The mask fell off in the 1990s, when there appeared to be a backlash within the Congress Party against the 1991 economic reforms. Das was then in the US, at Procter & Gamble’s headquarters in Cincinnati, where he was heading the company’s worldwide strategic planning for the health and beauty business. “I was listening to NPR [National Public Radio] about the reforms being in trouble. For me, 1991 was truly the time when we got our true freedom, our economic freedom. In 1947, we had gotten only our political freedom… So the reforms were very important to me. The left wing of the Congress party was asserting itself and the Leftists were much more articulate and there were no real defenders of the reforms… Margaret Thatcher used to say that she spent 20 per cent of her time doing the reforms and 80 per cent selling them. Well, nobody was selling them in India, and I was worried that the reforms might get reversed,” Das says. He returned to India, with the thought of defending the reforms through his writings.
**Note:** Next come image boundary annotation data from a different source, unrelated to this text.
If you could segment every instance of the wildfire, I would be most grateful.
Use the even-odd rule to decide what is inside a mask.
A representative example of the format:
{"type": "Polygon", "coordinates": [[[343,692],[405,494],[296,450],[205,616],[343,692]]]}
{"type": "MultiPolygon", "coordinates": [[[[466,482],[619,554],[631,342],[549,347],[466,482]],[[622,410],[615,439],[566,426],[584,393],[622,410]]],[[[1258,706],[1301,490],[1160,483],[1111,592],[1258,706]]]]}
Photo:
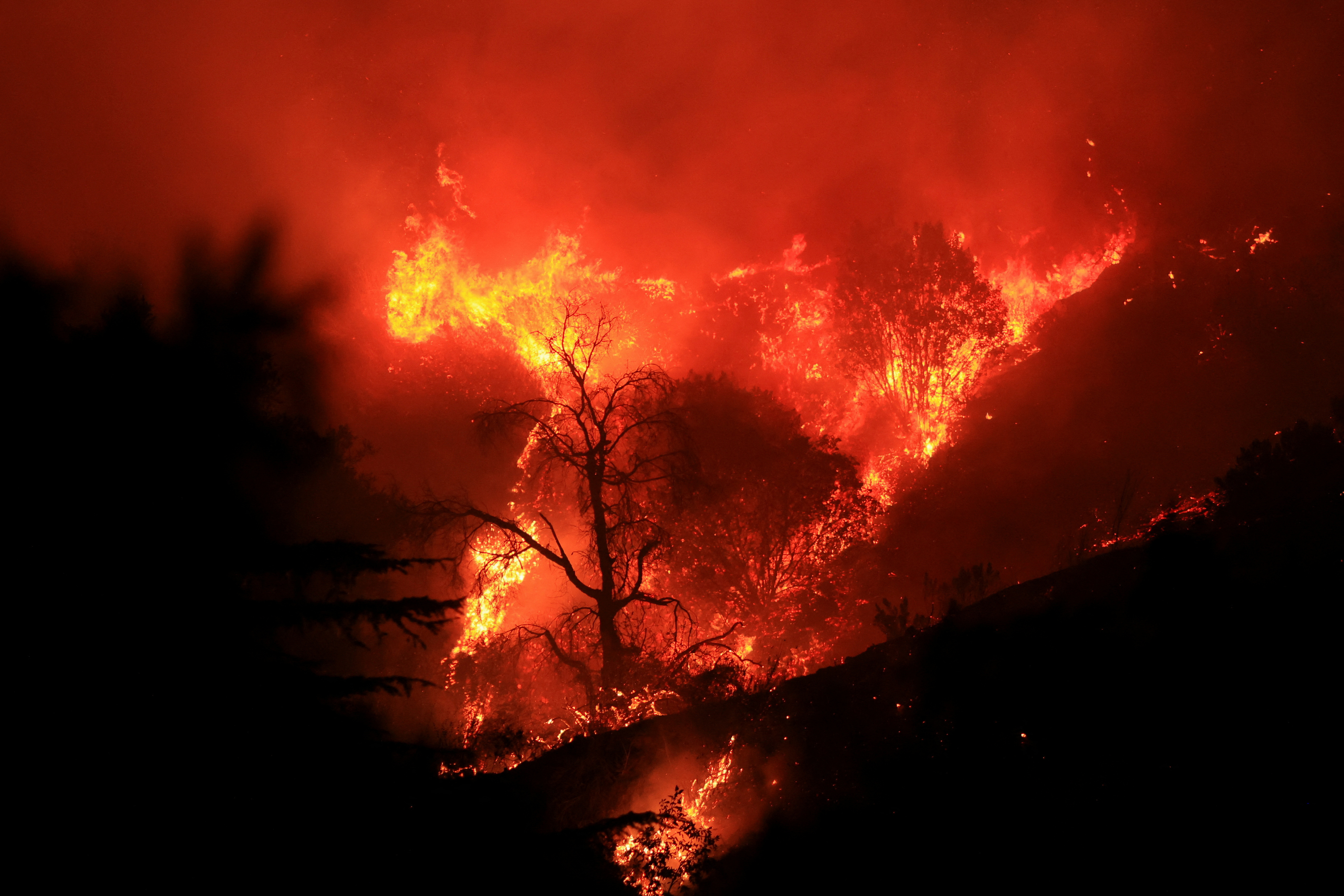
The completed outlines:
{"type": "Polygon", "coordinates": [[[659,818],[628,830],[612,849],[612,858],[622,869],[626,887],[641,896],[684,892],[714,850],[718,837],[707,811],[718,805],[720,789],[732,778],[732,746],[711,763],[703,782],[691,782],[689,791],[677,787],[661,802],[659,818]],[[689,795],[692,794],[694,795],[689,795]]]}
{"type": "Polygon", "coordinates": [[[1118,265],[1133,242],[1134,227],[1126,223],[1101,249],[1073,253],[1044,274],[1036,274],[1024,257],[1009,259],[1004,267],[989,274],[989,281],[1003,289],[1013,340],[1025,337],[1032,322],[1055,302],[1087,289],[1103,270],[1118,265]]]}
{"type": "MultiPolygon", "coordinates": [[[[538,333],[551,326],[562,298],[599,292],[618,271],[587,262],[578,236],[555,232],[535,257],[512,270],[482,274],[442,223],[409,253],[394,254],[387,273],[387,325],[392,336],[423,343],[444,326],[470,326],[513,345],[532,368],[550,360],[538,333]]],[[[650,281],[650,285],[660,285],[650,281]]]]}
{"type": "MultiPolygon", "coordinates": [[[[439,180],[453,188],[458,210],[473,215],[461,201],[461,175],[442,168],[439,180]]],[[[827,504],[828,513],[818,517],[816,525],[804,527],[781,543],[775,566],[789,575],[810,575],[808,571],[813,567],[824,570],[840,562],[857,540],[874,537],[880,510],[896,500],[902,480],[918,473],[953,437],[966,398],[991,353],[1000,351],[1005,340],[1008,344],[1023,341],[1042,313],[1090,286],[1106,267],[1121,261],[1134,239],[1133,226],[1125,223],[1099,249],[1074,253],[1043,273],[1023,255],[1009,259],[988,277],[978,274],[978,269],[965,274],[968,283],[976,281],[976,289],[989,293],[991,302],[997,302],[999,293],[989,290],[984,281],[999,287],[1004,305],[997,306],[997,322],[991,328],[993,332],[966,330],[968,334],[957,336],[937,364],[922,372],[921,380],[918,371],[902,368],[899,357],[887,367],[870,369],[867,379],[853,372],[852,359],[844,355],[848,351],[844,334],[871,326],[874,313],[863,306],[837,304],[841,292],[835,273],[837,265],[829,258],[804,263],[808,243],[802,234],[793,238],[777,261],[735,267],[712,278],[712,287],[689,290],[667,278],[622,278],[620,270],[603,270],[599,262],[583,255],[578,236],[562,232],[552,234],[532,258],[489,274],[469,261],[446,222],[425,223],[414,216],[409,227],[418,242],[409,251],[395,253],[387,273],[387,325],[399,340],[423,343],[444,328],[476,332],[511,348],[530,369],[542,372],[556,368],[547,337],[555,333],[566,309],[575,298],[598,298],[598,304],[612,306],[617,317],[628,320],[613,341],[618,357],[634,364],[665,357],[689,363],[676,357],[677,347],[663,340],[668,332],[676,332],[668,325],[671,321],[696,316],[696,325],[704,326],[700,337],[706,344],[727,345],[735,352],[724,368],[741,377],[743,386],[778,396],[798,412],[805,431],[814,434],[813,438],[827,434],[828,439],[836,437],[847,445],[857,445],[862,485],[855,494],[837,490],[827,504]],[[843,328],[849,329],[843,332],[843,328]],[[907,395],[914,388],[921,390],[918,400],[907,395]],[[833,508],[832,502],[836,502],[833,508]]],[[[1274,242],[1270,234],[1267,230],[1257,232],[1253,249],[1274,242]]],[[[969,258],[964,250],[965,235],[957,232],[950,239],[954,251],[969,258]]],[[[554,336],[550,345],[555,345],[554,336]]],[[[539,450],[538,433],[534,429],[519,458],[520,469],[528,469],[530,458],[539,450]]],[[[535,525],[530,533],[536,535],[535,525]]],[[[516,535],[482,532],[468,552],[476,567],[476,587],[464,604],[461,637],[445,657],[448,682],[461,699],[456,712],[464,747],[478,752],[474,764],[460,774],[512,768],[575,737],[622,728],[684,707],[688,699],[671,678],[656,686],[630,682],[624,692],[587,685],[585,697],[578,699],[578,685],[566,692],[571,684],[556,682],[554,673],[544,672],[546,662],[551,661],[540,639],[544,626],[528,619],[513,621],[523,625],[511,630],[523,634],[516,642],[503,638],[515,595],[538,560],[535,552],[520,549],[520,543],[511,541],[512,537],[516,535]],[[534,637],[528,639],[527,635],[534,637]],[[512,664],[511,672],[503,672],[505,656],[512,657],[507,661],[512,664]],[[507,678],[505,685],[500,676],[515,678],[507,678]],[[528,688],[542,686],[539,681],[550,681],[546,686],[559,690],[546,692],[548,697],[540,696],[542,692],[530,696],[528,688]]],[[[648,567],[645,588],[653,588],[660,570],[655,557],[648,567]]],[[[835,662],[837,643],[863,625],[855,613],[836,615],[836,610],[828,610],[817,630],[808,626],[782,637],[777,629],[793,625],[798,613],[792,595],[805,592],[810,579],[794,583],[780,574],[771,582],[773,586],[763,591],[767,599],[762,599],[762,606],[747,602],[743,604],[747,609],[732,610],[731,619],[722,619],[724,626],[742,626],[732,652],[738,661],[753,654],[762,662],[747,664],[769,669],[761,673],[765,677],[759,681],[751,677],[755,673],[741,673],[745,677],[737,680],[734,688],[758,686],[773,676],[806,674],[835,662]]],[[[669,596],[694,603],[692,595],[669,596]]],[[[648,643],[667,637],[652,629],[648,634],[648,643]]],[[[555,643],[550,649],[560,652],[555,643]]],[[[573,643],[564,647],[574,649],[573,643]]],[[[574,666],[571,658],[570,668],[574,666]]],[[[694,662],[685,669],[691,670],[687,674],[712,672],[694,662]]],[[[707,854],[706,838],[712,821],[708,811],[731,774],[730,743],[703,783],[694,783],[685,794],[679,790],[664,806],[664,815],[672,821],[629,834],[618,846],[618,860],[624,854],[625,866],[640,869],[665,861],[676,868],[689,868],[685,862],[694,865],[695,856],[707,854]],[[680,833],[673,836],[673,830],[680,833]],[[673,842],[676,837],[681,838],[680,846],[673,842]]],[[[661,868],[667,870],[665,864],[661,868]]],[[[659,887],[669,881],[680,885],[677,880],[684,884],[688,879],[664,875],[659,877],[659,887]]]]}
To Das, India remains an unfulfilled potential. One of his popular phrases, used earlier, was that India grew at night, when the government slept. “We still continue reforming by stealth,” he says, and points to the difficulties the Modi government has experienced in selling reforms like the farm laws, the labour codes and the land acquisition bill. “They do not get passed because nobody has really bothered to sell the [free] market to the people in our country,” he says.
It’s been over 30 years since the economy was liberalised in 1991. Where does he think the country’s economy stands today? “We have grown at almost 7 per cent, and we have lifted about 400 million people above the poverty line. It’s quite an achievement. Our model however has been wrong,” he says, pointing to how the country has failed to create labour-intensive manufacturing growth. “We’ve jumped from creating a green revolution to an IT revolution, but we have skipped the major step of an industrial revolution. We have failed in this respect. How else will we take the people working on farms to higher productivity jobs?” he says.
But Das as always remains hopeful. “We are in a great position today to do this [reforms],” he says. “If I was a betting guy, whoever wins in 2024, I would bet that we would make those reforms.”